しかし、JAFが事故以前から使用基準として提案しているのが年齢ではなく“身長”だ。150cm未満の子どもに対してチャイルドシートの使用を推奨している。

JAF鹿児島支部・中尾光孝さん:
お子さんを座らせた場合、どうしても骨格もできていないのでおなかの部分にシートベルトがあたってしまう。福岡であった事故はおなかの方で損傷してしまったので、おそらくシートベルトはしていたが、おなかの方で支えてしまったのではないか。そうなってしまうと、万が一事故をした場合、首が挟まれるか、おなかの臓器を損傷してしまうかのどちらかになってしまう。
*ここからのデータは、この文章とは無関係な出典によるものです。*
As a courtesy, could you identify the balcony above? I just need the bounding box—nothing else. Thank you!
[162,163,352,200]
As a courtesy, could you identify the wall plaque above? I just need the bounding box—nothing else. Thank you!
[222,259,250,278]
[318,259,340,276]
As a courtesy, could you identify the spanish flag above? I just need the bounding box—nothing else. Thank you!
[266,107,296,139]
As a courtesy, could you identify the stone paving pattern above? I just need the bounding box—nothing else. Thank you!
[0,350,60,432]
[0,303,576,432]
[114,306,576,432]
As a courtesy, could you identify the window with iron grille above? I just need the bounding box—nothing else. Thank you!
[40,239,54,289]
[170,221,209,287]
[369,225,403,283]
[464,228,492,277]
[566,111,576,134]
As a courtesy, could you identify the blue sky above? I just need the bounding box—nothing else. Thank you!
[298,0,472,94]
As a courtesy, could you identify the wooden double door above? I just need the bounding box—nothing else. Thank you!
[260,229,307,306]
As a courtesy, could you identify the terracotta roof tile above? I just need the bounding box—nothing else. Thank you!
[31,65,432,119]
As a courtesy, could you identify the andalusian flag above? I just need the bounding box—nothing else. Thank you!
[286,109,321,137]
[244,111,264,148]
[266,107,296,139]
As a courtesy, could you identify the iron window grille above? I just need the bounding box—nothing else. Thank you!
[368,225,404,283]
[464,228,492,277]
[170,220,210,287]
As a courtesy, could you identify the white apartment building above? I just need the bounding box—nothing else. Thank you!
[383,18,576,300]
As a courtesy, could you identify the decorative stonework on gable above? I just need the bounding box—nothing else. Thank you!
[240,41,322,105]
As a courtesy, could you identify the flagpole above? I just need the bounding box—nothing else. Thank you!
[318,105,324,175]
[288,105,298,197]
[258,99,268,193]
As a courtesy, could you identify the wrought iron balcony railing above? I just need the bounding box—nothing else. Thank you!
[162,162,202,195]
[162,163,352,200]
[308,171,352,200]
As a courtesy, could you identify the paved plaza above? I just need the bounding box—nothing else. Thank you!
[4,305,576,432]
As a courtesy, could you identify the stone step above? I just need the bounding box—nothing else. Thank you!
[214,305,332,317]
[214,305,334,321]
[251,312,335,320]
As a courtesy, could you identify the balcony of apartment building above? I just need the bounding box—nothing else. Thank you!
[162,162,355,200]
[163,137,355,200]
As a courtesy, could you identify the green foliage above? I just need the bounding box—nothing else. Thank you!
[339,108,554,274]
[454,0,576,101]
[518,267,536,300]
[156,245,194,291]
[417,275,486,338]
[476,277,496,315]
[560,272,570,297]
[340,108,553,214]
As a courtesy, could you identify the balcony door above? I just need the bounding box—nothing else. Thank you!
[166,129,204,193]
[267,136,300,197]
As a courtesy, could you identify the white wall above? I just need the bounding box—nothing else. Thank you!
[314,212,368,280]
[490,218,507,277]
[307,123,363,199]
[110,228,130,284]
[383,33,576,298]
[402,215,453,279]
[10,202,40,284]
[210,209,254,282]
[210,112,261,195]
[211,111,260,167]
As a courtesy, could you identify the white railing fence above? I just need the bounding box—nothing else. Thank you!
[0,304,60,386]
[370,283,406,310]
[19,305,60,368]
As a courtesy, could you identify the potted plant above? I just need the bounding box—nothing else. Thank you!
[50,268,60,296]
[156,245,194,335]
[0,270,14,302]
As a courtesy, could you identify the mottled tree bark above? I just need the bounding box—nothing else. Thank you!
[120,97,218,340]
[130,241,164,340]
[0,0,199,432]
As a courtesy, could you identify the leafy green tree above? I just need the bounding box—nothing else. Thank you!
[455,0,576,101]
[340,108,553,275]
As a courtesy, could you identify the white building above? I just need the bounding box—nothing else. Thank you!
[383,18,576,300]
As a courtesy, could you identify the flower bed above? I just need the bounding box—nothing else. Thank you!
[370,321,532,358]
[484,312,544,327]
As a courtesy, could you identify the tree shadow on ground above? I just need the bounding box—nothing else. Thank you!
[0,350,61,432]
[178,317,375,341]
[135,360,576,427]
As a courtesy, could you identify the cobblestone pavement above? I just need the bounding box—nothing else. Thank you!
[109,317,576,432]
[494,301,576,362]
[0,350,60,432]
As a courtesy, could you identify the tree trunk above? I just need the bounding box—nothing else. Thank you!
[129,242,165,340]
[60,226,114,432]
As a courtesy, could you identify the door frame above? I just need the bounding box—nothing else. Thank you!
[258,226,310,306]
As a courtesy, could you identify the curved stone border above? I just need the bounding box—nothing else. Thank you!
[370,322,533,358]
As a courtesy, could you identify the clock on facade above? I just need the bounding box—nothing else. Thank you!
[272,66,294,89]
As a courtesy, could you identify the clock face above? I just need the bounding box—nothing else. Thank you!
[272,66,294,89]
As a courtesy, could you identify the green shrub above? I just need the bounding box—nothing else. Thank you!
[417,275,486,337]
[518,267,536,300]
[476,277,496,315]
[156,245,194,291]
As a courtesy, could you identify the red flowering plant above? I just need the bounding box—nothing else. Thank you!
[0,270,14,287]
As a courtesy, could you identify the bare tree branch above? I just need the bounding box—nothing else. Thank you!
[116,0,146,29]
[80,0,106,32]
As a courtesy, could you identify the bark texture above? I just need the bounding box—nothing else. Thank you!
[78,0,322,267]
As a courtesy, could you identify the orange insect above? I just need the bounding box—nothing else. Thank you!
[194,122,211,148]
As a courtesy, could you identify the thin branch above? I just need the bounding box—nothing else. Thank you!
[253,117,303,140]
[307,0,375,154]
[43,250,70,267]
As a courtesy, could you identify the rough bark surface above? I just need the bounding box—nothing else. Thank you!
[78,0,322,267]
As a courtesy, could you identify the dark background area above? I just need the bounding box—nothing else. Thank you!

150cm未満の大人については、シートベルトの高さやクッションを敷くなど、自身で調整が可能なため、「大人の着用は必要ないと考えている」という。

“身長を基準にする”という考え方について、ドライバーたちからは、「賛成です。その子の体格に合わせてこう決めていくのがいいんじゃないかと私も思います」「安全を考えた上で、年齢じゃなくて身長制限の方でというのであれば、それはそれで変えていくべきなのかなって思います」と納得の声が上がった。
かけがえのない子どもの命を守るために利用するチャイルドシート。6歳未満という法律上の規定と合わせ、子どもの体格も考慮しながら命を守るための判断がドライバー、一人一人に求められている。